Eğer istemekle olsa, illet olur, ihlâsı kırar; o ibadeti kısmen iptal eder. Çabuk bu hâdiseyi teskin ediniz, yoksa münafıklar istifade edecekler; belki onların parmağı var.
Evet, Risale-i Nur’un o kadar dehşetli muannidlere karşı galibâne mukavemeti, sırr-ı ihlâstan ve hiçbir şeye alet edilmemesinden ve doğrudan doğruya saadet-i ebediyeye bakmasından ve hizmet-i imaniyeden başka bir maksat takip etmemesinden ve bazı ehl-i tarikatin ehemmiyet verdikleri keşif ve kerâmât-ı şahsiyeye ehemmiyet vermemekten ve velâyet-i kübra sahipleri olan Sahabîler gibi veraset-i nübüvvet sırrıyla yalnız iman nurlarını neşretmek ve ehl-i imanın imanlarını kurtarmaktır.
Evet, Risale-i Nur’un bu dehşetli zamandaki kazandırdığı iki netice-i muhakkakası her şeyin fevkindedir; başka şeylere ve makamlara ihtiyaç bırakmıyor.
• Birinci neticesi: Sadâkat ve kanaatle Risale-i Nur dairesine giren, imanla kabre gireceğine gayet kuvvetli senetler var.
• İkinci neticesi: Risale-i Nur dairesinde, ihtiyarımız olmadan, haberimiz yokken takarrur ve tahakkuk eden şirket-i maneviye-i uhreviye cihetiyle herbir hakikî sadık şakirdi, binler diller ile, kalpler ile dua etmek, istiğfar etmek, ibadet etmek ve bazı melâike gibi kırk bin lisan ile tesbih etmektir.

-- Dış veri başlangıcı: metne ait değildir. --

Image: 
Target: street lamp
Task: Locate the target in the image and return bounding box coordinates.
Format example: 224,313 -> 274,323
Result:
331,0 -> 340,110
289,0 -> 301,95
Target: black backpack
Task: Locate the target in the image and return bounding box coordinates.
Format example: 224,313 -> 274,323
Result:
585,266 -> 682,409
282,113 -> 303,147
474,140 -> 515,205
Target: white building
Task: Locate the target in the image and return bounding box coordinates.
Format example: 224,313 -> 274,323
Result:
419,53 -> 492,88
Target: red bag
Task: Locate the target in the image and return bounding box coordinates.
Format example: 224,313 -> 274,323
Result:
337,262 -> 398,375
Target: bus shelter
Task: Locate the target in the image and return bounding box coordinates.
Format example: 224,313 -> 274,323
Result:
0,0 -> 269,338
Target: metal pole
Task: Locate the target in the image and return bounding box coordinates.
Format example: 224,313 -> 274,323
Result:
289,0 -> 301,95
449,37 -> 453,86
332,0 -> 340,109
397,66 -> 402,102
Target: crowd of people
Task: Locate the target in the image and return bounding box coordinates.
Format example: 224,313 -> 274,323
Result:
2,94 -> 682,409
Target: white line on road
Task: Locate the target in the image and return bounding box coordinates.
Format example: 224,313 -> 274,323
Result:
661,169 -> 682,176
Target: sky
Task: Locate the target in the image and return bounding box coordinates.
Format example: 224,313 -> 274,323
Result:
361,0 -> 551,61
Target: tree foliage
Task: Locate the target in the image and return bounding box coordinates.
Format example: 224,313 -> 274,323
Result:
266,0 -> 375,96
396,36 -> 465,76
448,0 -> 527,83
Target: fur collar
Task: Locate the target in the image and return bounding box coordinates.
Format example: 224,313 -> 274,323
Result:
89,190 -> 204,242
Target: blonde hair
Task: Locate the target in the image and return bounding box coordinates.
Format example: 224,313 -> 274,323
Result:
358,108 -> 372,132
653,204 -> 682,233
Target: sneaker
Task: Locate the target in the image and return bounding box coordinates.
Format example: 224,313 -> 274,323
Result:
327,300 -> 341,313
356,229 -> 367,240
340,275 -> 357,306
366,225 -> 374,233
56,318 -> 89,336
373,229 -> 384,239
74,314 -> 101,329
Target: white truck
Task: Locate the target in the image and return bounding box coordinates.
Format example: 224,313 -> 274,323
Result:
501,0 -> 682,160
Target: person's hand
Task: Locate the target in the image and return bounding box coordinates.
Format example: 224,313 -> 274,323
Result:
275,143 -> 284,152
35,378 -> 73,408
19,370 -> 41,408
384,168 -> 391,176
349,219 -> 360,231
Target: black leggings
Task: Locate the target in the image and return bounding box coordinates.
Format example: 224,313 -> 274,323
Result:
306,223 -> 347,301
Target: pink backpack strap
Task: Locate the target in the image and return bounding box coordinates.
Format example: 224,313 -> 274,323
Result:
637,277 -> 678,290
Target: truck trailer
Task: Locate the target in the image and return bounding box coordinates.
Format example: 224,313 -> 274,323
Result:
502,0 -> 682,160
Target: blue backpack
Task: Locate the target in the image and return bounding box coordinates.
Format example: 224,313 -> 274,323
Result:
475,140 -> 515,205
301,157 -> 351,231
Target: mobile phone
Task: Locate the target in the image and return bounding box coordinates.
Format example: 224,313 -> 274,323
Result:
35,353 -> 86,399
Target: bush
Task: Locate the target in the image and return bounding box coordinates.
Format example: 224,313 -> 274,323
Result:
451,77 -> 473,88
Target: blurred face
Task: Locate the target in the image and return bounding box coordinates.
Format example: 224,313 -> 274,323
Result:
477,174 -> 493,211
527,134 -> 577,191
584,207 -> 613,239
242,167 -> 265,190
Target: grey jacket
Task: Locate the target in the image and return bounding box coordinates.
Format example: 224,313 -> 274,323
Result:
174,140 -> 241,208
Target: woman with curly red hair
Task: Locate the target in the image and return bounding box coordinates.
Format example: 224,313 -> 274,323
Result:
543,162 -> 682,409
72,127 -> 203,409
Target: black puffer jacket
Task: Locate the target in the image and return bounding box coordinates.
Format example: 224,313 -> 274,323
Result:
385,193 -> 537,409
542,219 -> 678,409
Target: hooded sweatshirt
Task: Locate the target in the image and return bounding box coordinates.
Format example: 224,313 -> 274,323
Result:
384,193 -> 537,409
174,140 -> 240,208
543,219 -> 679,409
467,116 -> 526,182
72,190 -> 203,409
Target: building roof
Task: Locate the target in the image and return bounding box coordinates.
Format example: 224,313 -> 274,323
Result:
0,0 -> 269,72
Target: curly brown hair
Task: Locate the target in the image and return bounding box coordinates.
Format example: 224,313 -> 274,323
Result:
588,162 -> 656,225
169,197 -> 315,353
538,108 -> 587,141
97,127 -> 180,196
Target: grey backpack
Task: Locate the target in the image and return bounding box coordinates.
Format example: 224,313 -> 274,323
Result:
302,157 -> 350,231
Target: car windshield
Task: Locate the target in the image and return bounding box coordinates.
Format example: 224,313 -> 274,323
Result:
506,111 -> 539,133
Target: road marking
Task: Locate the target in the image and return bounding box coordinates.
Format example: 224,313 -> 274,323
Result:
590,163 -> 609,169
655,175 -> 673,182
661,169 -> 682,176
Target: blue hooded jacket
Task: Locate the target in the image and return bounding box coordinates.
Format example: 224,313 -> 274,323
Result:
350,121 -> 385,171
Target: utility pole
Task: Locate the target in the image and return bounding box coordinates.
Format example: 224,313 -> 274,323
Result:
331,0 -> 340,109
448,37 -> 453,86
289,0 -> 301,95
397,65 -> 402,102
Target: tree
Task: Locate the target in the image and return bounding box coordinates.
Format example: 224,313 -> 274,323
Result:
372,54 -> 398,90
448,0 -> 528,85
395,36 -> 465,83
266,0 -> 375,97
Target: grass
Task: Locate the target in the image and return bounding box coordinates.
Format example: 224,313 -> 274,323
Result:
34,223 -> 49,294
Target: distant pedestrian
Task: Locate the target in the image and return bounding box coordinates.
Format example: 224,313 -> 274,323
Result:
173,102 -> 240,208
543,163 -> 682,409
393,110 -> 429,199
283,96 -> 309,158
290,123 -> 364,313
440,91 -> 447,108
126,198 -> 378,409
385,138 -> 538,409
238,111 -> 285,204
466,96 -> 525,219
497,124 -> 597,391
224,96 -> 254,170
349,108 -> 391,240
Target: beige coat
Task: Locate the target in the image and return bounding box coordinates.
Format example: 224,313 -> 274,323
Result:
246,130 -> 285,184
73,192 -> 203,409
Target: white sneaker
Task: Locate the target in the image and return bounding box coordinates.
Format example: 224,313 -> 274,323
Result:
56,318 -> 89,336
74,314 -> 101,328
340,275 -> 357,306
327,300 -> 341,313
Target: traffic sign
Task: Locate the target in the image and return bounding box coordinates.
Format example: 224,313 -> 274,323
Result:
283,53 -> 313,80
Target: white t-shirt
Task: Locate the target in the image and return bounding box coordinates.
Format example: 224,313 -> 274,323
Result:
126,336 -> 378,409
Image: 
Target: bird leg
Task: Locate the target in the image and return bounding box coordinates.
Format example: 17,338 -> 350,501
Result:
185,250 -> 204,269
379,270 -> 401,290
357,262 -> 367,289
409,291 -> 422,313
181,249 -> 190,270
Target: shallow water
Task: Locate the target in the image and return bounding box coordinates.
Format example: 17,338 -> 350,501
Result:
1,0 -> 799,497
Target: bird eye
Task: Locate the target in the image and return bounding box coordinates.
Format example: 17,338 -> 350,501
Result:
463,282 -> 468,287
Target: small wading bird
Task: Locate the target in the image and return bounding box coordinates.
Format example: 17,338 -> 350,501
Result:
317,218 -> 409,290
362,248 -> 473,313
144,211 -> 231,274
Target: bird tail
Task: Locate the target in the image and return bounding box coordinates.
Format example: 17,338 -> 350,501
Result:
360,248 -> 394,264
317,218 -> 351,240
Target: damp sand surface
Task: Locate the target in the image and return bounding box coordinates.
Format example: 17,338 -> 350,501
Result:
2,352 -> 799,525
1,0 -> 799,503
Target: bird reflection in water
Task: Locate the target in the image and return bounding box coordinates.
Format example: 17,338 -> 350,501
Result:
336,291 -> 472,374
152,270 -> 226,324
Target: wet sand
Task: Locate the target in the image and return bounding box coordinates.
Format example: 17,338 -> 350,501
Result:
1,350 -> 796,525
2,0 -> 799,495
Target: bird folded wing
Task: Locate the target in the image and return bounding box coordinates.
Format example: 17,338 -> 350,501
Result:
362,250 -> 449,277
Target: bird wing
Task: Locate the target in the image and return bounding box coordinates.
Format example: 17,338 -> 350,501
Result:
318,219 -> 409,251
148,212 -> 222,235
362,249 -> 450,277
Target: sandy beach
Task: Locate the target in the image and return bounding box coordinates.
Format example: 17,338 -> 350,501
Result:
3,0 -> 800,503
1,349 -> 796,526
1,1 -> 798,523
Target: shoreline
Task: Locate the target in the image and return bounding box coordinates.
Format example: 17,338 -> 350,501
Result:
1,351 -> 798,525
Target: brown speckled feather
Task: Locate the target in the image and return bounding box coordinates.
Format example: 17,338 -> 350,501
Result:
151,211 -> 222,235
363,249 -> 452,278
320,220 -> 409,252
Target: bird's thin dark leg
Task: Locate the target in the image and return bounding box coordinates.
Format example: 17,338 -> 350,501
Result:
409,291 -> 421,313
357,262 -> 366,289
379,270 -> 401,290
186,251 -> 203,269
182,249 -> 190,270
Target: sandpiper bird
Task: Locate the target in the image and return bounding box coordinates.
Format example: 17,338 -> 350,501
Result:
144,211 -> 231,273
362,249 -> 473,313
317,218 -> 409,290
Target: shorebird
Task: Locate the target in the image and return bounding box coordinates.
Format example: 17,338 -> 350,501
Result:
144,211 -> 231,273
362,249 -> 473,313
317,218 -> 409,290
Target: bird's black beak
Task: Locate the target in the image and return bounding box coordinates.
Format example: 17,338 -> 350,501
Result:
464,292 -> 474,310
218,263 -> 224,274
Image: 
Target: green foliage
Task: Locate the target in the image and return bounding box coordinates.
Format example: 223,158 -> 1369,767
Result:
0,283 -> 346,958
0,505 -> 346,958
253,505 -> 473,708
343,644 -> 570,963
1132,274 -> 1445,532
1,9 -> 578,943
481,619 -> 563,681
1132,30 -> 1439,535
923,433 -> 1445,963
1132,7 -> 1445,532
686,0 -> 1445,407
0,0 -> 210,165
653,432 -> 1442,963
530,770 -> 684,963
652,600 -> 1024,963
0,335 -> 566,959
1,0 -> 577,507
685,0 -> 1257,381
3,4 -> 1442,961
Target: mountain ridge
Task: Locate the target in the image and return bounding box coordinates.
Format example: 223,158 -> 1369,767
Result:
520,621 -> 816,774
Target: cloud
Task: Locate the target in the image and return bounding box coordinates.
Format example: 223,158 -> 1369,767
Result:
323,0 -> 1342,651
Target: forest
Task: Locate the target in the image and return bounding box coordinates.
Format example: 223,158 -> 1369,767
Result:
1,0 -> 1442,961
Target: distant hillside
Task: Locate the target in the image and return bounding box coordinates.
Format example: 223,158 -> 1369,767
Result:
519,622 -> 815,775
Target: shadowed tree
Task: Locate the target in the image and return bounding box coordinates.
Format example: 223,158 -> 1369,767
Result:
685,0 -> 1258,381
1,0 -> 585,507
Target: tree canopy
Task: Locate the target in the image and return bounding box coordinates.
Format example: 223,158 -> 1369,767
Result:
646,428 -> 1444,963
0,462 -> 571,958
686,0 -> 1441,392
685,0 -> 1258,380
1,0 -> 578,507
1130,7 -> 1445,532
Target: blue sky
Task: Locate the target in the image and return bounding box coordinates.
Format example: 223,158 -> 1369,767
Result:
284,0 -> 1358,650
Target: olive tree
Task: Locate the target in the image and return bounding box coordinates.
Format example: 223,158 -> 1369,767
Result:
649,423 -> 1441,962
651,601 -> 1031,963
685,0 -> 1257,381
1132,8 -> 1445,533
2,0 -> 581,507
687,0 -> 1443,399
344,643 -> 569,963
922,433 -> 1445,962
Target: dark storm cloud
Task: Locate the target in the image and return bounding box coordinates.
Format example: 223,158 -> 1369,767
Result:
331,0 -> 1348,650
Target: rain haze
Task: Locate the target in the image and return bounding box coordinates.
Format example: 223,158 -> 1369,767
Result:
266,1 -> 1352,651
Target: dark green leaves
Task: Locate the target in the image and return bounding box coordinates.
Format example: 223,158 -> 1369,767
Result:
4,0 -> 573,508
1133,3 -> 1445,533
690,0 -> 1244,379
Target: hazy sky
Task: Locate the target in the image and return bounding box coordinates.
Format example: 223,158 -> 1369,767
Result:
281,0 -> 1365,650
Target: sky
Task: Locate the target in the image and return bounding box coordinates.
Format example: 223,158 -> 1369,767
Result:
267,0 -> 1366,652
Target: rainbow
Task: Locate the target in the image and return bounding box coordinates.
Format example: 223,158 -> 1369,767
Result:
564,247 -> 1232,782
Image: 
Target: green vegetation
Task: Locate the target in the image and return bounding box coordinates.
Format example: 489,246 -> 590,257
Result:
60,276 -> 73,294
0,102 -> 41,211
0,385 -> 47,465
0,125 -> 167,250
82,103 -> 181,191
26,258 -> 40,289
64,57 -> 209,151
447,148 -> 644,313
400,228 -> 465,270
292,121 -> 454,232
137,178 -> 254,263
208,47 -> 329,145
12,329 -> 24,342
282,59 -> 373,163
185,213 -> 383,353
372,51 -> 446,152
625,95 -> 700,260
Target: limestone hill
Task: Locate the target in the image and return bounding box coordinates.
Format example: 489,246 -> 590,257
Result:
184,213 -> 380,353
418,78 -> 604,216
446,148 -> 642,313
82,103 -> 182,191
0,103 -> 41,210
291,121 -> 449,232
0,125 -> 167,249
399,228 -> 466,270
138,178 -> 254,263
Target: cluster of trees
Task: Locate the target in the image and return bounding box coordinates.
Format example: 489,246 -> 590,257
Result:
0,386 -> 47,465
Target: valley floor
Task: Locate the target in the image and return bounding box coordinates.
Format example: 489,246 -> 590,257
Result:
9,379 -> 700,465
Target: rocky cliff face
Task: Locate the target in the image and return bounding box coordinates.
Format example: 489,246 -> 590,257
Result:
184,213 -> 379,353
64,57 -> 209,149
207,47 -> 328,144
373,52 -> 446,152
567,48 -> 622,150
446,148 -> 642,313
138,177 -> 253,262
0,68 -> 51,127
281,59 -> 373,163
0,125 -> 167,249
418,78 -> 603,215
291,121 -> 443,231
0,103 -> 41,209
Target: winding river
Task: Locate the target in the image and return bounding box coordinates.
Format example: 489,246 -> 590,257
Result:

Ve Ramazan-ı Şerifteki hakikat-i Leyle-i Kadir gibi kudsî ve ulvî hakikatleri yüz bin el ile aramaktır.
İşte bu gibi netice içindir ki Risale-i Nur Şakirdleri, hizmet-i Nuriyeyi velâyet makamına tercih eder, keşif ve kerâmâtı aramaz ve ahiret meyvelerini dünyada koparmaya çalışmaz ve vazife-i İlâhiye olan muvaffakıyet ve halka kabul ettirmek ve revaç vermek ve galebe ettirmek ve müstehak oldukları şan ü şeref ve ezvak ve inayetlere mazhar etmek gibi kendi vazifelerinin haricinde bulunan şeylere karışmaz ve harekâtını onlara bina etmezler. Hâlisen, muhlisen çalışırlar, “Vazifemiz hizmettir; o yeter” derler.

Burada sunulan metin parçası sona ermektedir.